Effect of Eu2+ doping on photoluminescence of Al2O3:Tb3+ functional coatings formed by plasma electrolytic oxidation

Abstract

Multifunctional coatings of Al2O3 co-doped Tb3+ or Tb3+/Eu2+ were synthesized by the rapid and facile plasma electrolytic oxidation method on pure aluminium substrate. SEM & EDS analysis revealed porous structure independent on the doping concentration, with uniform distribution of co-doped rare-earth elements and incorporated concentrations proportional to the rare-earth particles concentrations added to the basic electrolyte.
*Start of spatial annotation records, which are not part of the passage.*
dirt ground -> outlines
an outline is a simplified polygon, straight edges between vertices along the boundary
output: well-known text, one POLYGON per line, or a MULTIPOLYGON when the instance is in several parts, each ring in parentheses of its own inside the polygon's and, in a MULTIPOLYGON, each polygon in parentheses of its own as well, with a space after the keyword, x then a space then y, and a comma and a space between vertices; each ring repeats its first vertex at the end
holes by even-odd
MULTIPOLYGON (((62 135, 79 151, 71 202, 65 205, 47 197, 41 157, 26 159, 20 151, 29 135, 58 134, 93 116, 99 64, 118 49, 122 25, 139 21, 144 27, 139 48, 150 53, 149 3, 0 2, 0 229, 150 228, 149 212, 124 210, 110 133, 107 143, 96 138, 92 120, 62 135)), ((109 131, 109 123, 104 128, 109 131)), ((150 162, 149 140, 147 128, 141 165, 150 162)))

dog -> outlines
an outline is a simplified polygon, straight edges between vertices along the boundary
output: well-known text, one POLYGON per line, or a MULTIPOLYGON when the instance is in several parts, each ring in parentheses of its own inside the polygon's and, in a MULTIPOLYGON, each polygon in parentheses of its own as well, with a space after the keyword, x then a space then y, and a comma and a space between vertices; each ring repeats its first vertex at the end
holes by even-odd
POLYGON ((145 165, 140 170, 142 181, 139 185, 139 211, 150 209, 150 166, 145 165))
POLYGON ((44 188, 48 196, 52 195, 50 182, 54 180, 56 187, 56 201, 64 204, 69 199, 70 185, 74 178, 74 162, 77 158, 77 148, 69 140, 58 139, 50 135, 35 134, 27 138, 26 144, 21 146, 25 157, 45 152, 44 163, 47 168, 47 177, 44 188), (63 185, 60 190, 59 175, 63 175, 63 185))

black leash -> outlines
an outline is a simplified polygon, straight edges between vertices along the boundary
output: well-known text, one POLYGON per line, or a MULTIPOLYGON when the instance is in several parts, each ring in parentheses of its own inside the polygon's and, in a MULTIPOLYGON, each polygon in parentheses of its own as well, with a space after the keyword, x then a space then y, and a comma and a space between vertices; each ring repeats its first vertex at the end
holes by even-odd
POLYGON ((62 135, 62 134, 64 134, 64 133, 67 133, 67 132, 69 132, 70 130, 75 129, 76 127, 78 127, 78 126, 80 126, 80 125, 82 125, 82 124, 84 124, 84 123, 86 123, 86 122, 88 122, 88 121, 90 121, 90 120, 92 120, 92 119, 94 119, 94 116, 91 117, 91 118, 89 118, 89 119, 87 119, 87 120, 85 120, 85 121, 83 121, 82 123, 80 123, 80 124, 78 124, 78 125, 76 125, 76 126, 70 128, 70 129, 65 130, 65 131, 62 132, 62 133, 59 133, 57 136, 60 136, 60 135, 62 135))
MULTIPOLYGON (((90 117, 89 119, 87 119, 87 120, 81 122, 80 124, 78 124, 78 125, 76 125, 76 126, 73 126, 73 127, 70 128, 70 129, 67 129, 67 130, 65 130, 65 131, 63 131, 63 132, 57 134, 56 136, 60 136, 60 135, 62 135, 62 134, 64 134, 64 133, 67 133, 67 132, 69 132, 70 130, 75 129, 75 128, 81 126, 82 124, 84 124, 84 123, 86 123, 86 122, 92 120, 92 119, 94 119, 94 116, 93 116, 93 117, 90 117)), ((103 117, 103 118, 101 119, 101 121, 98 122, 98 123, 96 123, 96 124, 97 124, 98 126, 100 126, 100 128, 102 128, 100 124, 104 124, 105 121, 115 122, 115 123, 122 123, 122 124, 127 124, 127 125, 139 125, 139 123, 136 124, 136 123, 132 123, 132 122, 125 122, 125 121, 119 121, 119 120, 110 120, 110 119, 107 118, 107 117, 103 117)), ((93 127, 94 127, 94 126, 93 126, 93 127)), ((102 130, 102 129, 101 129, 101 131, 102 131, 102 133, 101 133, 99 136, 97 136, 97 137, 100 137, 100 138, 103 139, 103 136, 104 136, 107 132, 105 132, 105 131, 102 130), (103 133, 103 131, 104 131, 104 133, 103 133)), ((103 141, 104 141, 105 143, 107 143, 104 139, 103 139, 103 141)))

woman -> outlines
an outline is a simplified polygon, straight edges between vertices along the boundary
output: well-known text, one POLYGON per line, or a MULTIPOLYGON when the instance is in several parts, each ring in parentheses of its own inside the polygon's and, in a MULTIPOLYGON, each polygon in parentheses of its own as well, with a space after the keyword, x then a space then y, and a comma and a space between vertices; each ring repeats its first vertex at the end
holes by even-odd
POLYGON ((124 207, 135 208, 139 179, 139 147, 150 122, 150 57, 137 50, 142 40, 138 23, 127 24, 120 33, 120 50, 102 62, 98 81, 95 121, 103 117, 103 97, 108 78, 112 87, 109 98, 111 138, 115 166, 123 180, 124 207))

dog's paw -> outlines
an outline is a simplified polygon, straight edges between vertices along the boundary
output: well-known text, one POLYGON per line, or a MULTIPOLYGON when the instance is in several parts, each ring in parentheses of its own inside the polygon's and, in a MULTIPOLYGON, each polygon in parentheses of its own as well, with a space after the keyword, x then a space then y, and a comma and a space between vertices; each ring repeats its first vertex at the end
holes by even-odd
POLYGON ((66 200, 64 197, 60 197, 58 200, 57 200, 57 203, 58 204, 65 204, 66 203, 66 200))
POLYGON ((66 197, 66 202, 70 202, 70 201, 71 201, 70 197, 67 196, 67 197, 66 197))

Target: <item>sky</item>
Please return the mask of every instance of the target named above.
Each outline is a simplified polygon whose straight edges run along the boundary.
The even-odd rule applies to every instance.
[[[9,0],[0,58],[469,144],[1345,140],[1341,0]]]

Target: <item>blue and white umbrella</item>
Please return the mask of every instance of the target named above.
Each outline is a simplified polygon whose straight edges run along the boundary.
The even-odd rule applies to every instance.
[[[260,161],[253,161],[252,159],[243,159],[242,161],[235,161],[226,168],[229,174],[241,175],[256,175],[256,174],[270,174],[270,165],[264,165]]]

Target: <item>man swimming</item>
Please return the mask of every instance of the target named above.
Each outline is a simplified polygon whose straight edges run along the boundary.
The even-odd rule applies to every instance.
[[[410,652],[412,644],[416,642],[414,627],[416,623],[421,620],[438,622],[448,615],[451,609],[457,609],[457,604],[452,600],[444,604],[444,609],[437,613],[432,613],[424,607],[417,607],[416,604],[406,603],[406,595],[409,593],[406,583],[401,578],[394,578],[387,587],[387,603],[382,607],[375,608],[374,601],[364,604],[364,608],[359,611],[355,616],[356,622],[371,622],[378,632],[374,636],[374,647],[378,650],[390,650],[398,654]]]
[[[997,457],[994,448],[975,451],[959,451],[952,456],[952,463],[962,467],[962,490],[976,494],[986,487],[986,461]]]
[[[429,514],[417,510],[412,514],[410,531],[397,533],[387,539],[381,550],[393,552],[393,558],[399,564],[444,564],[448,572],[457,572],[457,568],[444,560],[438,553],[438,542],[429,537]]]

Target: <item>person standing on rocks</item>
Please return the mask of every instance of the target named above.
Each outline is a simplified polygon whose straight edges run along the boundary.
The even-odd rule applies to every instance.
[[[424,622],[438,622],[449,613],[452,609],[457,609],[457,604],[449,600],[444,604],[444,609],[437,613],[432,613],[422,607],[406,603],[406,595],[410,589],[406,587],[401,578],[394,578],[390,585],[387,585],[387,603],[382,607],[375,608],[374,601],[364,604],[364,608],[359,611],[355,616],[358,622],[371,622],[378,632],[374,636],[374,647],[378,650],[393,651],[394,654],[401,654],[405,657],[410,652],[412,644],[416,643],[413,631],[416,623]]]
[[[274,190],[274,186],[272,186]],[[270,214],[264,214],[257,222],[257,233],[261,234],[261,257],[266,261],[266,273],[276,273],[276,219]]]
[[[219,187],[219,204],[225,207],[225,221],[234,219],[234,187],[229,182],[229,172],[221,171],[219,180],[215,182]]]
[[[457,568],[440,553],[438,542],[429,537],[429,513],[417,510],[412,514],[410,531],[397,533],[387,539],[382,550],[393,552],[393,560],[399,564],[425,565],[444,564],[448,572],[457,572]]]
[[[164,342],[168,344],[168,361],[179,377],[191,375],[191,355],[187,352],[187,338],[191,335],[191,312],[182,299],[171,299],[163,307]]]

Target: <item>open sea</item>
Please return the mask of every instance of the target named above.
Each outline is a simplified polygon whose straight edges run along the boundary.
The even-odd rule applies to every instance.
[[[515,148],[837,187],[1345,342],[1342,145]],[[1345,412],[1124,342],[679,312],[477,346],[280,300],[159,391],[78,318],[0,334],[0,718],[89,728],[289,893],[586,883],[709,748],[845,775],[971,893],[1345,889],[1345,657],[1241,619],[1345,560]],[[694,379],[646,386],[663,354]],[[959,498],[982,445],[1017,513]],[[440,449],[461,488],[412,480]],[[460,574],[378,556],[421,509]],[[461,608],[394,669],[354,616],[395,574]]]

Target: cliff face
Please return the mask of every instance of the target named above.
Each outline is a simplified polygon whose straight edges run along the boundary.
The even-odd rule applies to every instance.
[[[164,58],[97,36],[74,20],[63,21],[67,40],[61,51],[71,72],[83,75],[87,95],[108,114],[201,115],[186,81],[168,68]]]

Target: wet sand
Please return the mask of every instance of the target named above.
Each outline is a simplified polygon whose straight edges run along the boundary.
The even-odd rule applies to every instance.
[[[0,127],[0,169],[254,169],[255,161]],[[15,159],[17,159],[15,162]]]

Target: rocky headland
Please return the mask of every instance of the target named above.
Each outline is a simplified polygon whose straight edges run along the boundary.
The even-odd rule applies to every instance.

The gamma phase of Al2O3 increases to the expense of the alpha phase of Al2O3 with rising content of Tb3+. The addition of Eu2+ caused no further phase transformations. The photoluminescence (PL) excitation spectrum of Al2O3:Tb3+ was featured by sharp peaks (due to inter-configurational 4f transitions of Tb3+) and orders of magnitude larger broad-band in the middle ultraviolet region ascribed to the 4f→4f5d transitions. The PL emission spectrum was featured by the typical 4f→4f transitions of Tb3+, with maximum green emission at 541 nm and intensity proportional to the doping concentration. As the Eu2+ emission and Tb3+ excitation overlap, the concentration dependent energy transfer Eu2+→Tb3+ (of dipole-dipole character) occurred, resulting in the 20x increase in total PL and 3.2x increased Tb3+ PL. The PL emission color of Al2O3:Tb3+ was green and concentration independent, while of Al2O3:Eu2+/Tb3+ the color was in the domain of cold white with high correlated color temperature, which slightly decreased with increasing Eu2+ concentration.